24 thoughts on “Ask A Broadsheet Reader

    1. Dhaughton99

      And don’t put anything in your mouth that came from Talbot st. I can taste the salmonella from here.

      1. Otis Blue

        I’d just be grateful that there’s less of what you hoped would be in it.

        It’s for your own good.

  1. millie st murderlark

    Wild suggestion here.

    Make it yourself? Those things are a spectacular waste of money.

  2. Murtles

    Shocking but why not go to Lidl or Aldi and buy 6 rolls, 1 Pepper, 1 packet of Cooked Chicken Pieces, 1 block of cheese and a bit of butter/mayo. Cost you around a fiver for the lot and it’d last you the week.

    Damn I’m turning into me mother.

  3. Iwerzon

    I actually tried to buy a filled roll in Spar Talbot street a few months back coincidentally, while waiting for a train. The ‘soft roll’ was stale, rock hard. The nice girl behind the counter remade it with sliced bread and then attempted to wrap it, resorting to use cellotape and handed me a package you might see confiscated in the Joy visitor wing.
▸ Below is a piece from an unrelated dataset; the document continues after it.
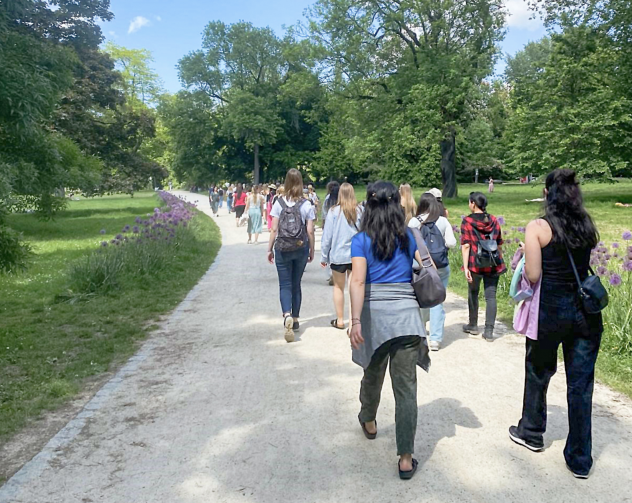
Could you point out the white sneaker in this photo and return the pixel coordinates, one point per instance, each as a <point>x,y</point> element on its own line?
<point>288,323</point>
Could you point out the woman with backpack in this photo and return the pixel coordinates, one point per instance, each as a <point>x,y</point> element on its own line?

I left, with it still in her happy, smiley hands.

  4. phil

    Got charged 20c extra for my usual lunchtime sandwich , when I queried this , I was told it was the dastardly government that I needed to be asking those questions , related to VAT increase. I did suggest that it wasnt an VAT increase, it was a VAT restoration , and I didnt see any price drop when the VAT was halved ….

    In a way, Im happy, final straw for me , need to get organised and make my own lunch at home …

    1. scottser

      the supervalu in dun laoghaire does a savage soup and 2 slices of brown bread n butter for under 3 quid. every now and then they do a beef stew, which is like having your dinner at lunchtime.

  5. Anomanomanom

    If you stood there, asked for the items, watched them being put on it and then paid for it, you obviously thought it was worth it.

  6. postmanpat

    don’t–shop–there–again. simple! I remember I got a roll made up by a “sandwich technician” this was back over ten years before they were called sandwich technicians, in, I think , a spar on O Connell street right before a 4 hour journey on the Mcgeehans bus to hellish Donegal. I got even less filling than was on this picture, when I tried to hand it back to ask for more filling he looked at me like I had just insulted the prophet and got all outraged and refused, I looked at the price on the sticker, 4 euro abouts, I cursed and chucked it at him and stormed out with a hangry head on me and onto the bus, tummy rumbling, but the look the look on his face was priceless. I got a Mickey Ds in the Cavan half way stop off a few hours later anyway. good old Mc D’s , at least you know what volume of warm poisonous crap your getting!

  7. The Real Shrimply Pibbles

    It’s a Spar on Talbot street – Just thank your lucky stars there’s no needles in it.